Wir müssen hier zunächst zwei Kröten schlucken: daß es, erstens, weder für uns noch irgend jemand anderen einen Weg zurück zu irgendeinem Vorher gibt; und zweitens, daß für einen Rütlischwur Männer nötig sind, die in den Institutionen des schwindsüchtigen Staates eingebunden und in der Wirtschaft tätig sind, also über Einsicht, Kenntnisse und Erfahrung verfügen.
Damit befinden wir uns bereits inmitten jener Gedankenspielereien oder Großraumgespräche, von denen Du sprichst. Sie sind notwendig, um uns über unsere Lage und Möglichkeiten klarzuwerden – wir dürfen dabei freilich nicht so tun, als verfügten wir über Mittel und Kräfte, die wir nicht haben.
Gibt es denn noch Leute, die willens und fähig wären, einen neuen »Kreisauer Kreis« zu bilden?
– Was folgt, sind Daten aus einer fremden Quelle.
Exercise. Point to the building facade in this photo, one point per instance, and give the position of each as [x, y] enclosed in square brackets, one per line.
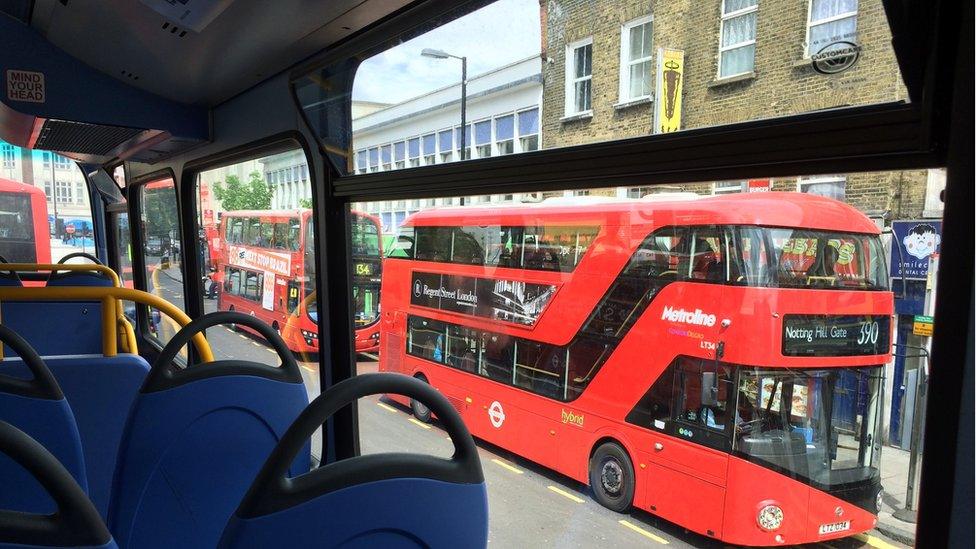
[59, 177]
[742, 60]
[503, 117]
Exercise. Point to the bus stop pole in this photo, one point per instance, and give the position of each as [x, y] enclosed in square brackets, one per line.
[909, 513]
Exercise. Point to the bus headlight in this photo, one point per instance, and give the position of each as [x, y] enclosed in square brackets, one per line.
[770, 518]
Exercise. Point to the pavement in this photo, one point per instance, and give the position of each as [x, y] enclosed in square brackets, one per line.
[894, 479]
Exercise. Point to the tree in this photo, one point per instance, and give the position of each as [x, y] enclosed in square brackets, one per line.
[253, 195]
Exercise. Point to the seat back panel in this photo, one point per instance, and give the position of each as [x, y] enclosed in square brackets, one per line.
[402, 512]
[52, 424]
[101, 391]
[190, 453]
[56, 327]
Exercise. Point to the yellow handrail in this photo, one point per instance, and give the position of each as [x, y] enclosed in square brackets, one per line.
[37, 267]
[108, 296]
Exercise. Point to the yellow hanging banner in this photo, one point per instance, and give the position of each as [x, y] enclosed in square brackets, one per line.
[667, 97]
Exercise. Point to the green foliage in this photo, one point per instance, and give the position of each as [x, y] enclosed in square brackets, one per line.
[235, 195]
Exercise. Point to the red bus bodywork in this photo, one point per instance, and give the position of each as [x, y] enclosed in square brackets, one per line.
[34, 245]
[287, 273]
[715, 493]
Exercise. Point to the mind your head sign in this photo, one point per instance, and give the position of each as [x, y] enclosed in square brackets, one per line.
[912, 244]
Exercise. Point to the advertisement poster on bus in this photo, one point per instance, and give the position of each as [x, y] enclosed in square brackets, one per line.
[506, 300]
[911, 245]
[260, 260]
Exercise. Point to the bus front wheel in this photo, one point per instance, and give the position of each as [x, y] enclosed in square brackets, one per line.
[420, 411]
[612, 477]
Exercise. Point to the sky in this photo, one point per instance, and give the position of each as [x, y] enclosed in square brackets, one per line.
[491, 37]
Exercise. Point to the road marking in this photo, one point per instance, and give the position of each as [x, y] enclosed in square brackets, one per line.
[387, 407]
[566, 494]
[875, 542]
[511, 468]
[643, 532]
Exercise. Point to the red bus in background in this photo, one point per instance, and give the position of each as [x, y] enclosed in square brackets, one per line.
[266, 259]
[25, 236]
[717, 362]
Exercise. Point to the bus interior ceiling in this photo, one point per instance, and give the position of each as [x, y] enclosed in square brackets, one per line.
[170, 96]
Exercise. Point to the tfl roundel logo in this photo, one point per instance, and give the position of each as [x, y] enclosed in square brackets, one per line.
[496, 414]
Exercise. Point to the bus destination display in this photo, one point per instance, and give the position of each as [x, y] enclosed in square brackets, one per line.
[835, 335]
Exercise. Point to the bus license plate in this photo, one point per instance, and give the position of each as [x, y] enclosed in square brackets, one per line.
[835, 527]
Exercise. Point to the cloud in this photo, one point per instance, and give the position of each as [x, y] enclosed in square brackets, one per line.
[494, 36]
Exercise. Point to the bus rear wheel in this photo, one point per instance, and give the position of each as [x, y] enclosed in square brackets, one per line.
[420, 411]
[612, 477]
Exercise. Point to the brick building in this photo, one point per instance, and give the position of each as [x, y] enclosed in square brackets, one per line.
[744, 60]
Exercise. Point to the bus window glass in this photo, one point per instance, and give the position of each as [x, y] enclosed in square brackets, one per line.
[570, 77]
[690, 384]
[788, 421]
[498, 356]
[123, 240]
[255, 226]
[469, 244]
[45, 213]
[463, 348]
[659, 315]
[162, 246]
[281, 240]
[823, 259]
[425, 339]
[402, 245]
[433, 243]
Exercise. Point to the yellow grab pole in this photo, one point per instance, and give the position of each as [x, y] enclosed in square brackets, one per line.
[110, 340]
[38, 267]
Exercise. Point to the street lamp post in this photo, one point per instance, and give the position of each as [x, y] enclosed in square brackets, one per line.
[438, 54]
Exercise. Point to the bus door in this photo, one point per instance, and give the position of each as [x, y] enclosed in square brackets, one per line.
[696, 458]
[702, 396]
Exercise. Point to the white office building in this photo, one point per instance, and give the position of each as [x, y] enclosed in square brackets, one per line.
[502, 118]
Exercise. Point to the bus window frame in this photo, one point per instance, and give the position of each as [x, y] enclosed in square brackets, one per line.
[336, 359]
[134, 192]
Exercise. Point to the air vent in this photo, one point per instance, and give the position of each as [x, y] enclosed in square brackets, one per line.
[174, 30]
[82, 138]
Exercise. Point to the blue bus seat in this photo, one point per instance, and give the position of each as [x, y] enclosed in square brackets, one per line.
[100, 391]
[58, 327]
[38, 407]
[196, 438]
[378, 500]
[75, 522]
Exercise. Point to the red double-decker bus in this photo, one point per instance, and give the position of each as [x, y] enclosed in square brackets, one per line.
[25, 235]
[266, 261]
[716, 362]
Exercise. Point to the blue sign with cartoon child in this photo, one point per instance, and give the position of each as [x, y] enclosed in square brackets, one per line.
[912, 244]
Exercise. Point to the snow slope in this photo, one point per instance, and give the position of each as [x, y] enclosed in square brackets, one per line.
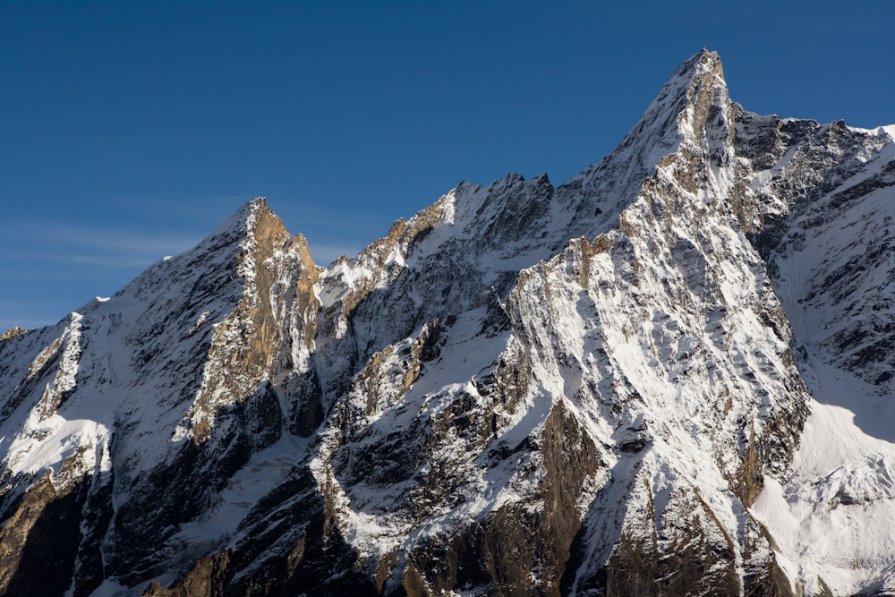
[669, 375]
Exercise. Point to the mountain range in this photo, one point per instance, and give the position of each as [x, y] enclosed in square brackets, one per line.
[670, 375]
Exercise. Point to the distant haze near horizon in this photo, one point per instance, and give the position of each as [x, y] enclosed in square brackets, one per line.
[129, 132]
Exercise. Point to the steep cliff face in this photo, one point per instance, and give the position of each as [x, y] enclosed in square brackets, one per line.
[617, 386]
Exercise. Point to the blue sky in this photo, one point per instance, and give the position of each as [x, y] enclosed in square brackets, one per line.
[128, 131]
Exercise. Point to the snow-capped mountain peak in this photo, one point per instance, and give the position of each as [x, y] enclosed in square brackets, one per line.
[619, 385]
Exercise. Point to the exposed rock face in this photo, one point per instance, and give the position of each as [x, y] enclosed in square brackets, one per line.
[522, 390]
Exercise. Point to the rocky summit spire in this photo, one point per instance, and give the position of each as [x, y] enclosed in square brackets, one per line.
[524, 389]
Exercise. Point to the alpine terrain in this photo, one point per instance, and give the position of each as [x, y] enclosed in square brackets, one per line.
[670, 375]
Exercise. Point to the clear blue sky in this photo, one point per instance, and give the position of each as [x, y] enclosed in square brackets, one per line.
[128, 131]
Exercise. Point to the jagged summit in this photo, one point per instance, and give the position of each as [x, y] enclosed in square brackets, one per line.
[666, 376]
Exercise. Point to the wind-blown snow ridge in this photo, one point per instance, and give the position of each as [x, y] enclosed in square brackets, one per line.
[669, 375]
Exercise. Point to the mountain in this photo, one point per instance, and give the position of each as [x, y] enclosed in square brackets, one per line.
[671, 375]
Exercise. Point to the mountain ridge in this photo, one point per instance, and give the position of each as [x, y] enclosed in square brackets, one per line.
[523, 389]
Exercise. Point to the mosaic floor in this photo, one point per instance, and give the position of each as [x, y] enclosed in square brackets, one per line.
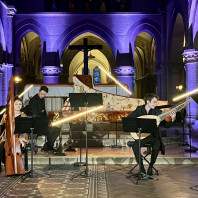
[65, 181]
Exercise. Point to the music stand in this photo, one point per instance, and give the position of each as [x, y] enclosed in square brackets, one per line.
[191, 148]
[86, 100]
[139, 125]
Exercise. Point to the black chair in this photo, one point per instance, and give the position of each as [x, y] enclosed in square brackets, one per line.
[144, 157]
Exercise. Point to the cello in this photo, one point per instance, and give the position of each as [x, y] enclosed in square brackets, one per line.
[13, 156]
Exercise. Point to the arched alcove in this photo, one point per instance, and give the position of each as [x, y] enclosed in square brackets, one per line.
[31, 58]
[144, 61]
[72, 60]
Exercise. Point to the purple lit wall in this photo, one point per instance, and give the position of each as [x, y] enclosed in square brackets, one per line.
[124, 75]
[191, 66]
[51, 74]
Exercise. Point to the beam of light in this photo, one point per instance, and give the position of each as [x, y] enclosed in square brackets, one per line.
[75, 116]
[19, 97]
[25, 91]
[2, 111]
[116, 81]
[185, 95]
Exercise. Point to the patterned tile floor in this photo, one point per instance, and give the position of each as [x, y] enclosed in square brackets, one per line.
[173, 181]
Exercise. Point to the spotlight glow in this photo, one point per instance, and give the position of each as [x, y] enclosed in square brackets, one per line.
[26, 91]
[116, 81]
[75, 116]
[185, 95]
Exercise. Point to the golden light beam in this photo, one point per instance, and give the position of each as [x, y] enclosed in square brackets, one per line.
[19, 97]
[116, 81]
[185, 95]
[75, 116]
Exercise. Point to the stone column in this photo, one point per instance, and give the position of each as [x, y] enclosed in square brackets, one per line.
[1, 86]
[51, 74]
[7, 73]
[11, 11]
[125, 75]
[191, 67]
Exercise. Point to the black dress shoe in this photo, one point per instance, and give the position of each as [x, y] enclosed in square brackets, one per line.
[150, 171]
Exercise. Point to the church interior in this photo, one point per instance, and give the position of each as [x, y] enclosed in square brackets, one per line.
[90, 53]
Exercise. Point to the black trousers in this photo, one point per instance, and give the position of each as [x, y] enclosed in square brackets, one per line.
[155, 145]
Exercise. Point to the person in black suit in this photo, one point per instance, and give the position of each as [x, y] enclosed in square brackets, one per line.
[154, 139]
[37, 108]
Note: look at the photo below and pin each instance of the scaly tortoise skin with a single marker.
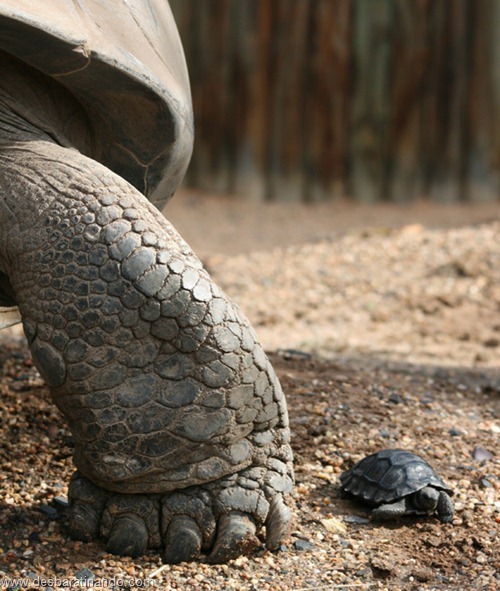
(398, 482)
(179, 421)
Wie wären sie zu identifizieren, wie zusammenzuführen, ohne von den Schergen frühzeitig vernichtet zu werden?
Die »große Lage« spielt hier, damals wie heute, eine entscheidende Rolle, denn wir brauchen uns keiner Illusion hinzugeben: Hierzulande geschieht nichts, das nicht »von außen« zugelassen oder beeinflußt wäre, und den USA geht es sowenig um das Wohlergehen der Deutschen wie den Russen oder den Chinesen.
Damit sind wir auch bei Deiner Frage nach einer Feindbestimmung im aktuellen Krieg im Osten. De facto wird den Deutschen massiv vor Augen geführt, wer der Feind sein soll, was zu den bekannt-absurden Verrenkungen führt: Bandera-Traditionen in der Ukraine, vor einem Jahr noch Ausgeburten des Schaitans, bilden jetzt die Basis europäischer Vorneverteidigung gegen russisch-asiatische Horden, während grüne und rosarote Wehrdienstverweigerer, Christ- und Freizeitdemokraten ihre friedlichen bundesdeutschen Schafe tapfer auf einen Kampf gegen den alt bösen Feind einschwören.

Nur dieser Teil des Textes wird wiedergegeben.